Inspenet, September 7, 2023.
The Chinese app Blue Map has started providing global information on nuclear radiation after the water spill from the Fukushima nuclear plant in Japan. This has been the subject of criticism from Beijing, according to local press reports.
Since September 1, the application is providing nuclear radiation data from various cities in Asia and Europe. The technical director of the service, Ruan Qingyuan, has announced that more locations will be added in the future.
Ruan said that now the service mainly provides “radiation absorbed dose from different places and the discharge progress in Fukushima,” adding that the data is collected “from the official publishing platforms of different countries.”
Ma Jun, the director of the Institute of Public and Environmental Affairs, the entity behind the Blue Map app, has urged the Japanese government to ensure full, timely and comprehensive disclosure of data related to the spill and to accept community oversight. international. As quoted in the newspaper, Ma Jun accused Tokyo of opening up a problematic situation, noting that these data can help alleviate citizens’ concerns.
Nuclear radiation in the waters of the Pacific?

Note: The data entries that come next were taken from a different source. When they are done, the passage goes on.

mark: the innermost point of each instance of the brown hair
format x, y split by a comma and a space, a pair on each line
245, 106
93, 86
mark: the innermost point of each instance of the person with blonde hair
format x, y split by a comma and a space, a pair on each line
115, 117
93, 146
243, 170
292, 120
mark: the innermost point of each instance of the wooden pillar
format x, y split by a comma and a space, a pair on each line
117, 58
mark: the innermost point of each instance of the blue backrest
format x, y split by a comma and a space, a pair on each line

China has expressed its discontent on several occasions in recent weeks in relation to the spill, which it has described as irresponsible. As a measure, Beijing recently announced the suspension of the importation of all aquatic products from Japan in order to prevent the risk of radioactive contamination. Meanwhile, Tokyo defends transparency in handling the spill.

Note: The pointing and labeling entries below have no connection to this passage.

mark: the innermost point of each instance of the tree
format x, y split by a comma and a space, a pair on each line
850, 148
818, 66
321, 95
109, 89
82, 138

Japan’s Consumer Minister Taro Kono recently criticized Beijing, calling its restrictions more political than scientific. On the other hand, the head of Agriculture, Tetsuro Nomura, described them as lamentable and against international consensus.
In the year 2021, the Japanese government decided, as part of the decommissioning strategy of the nuclear plant of fukushima, opting for the controlled release of contaminated water into the sea as a solution to deal with the radioactive liquid that was accumulating in the plant facilities, since the large storage tanks were running out of space.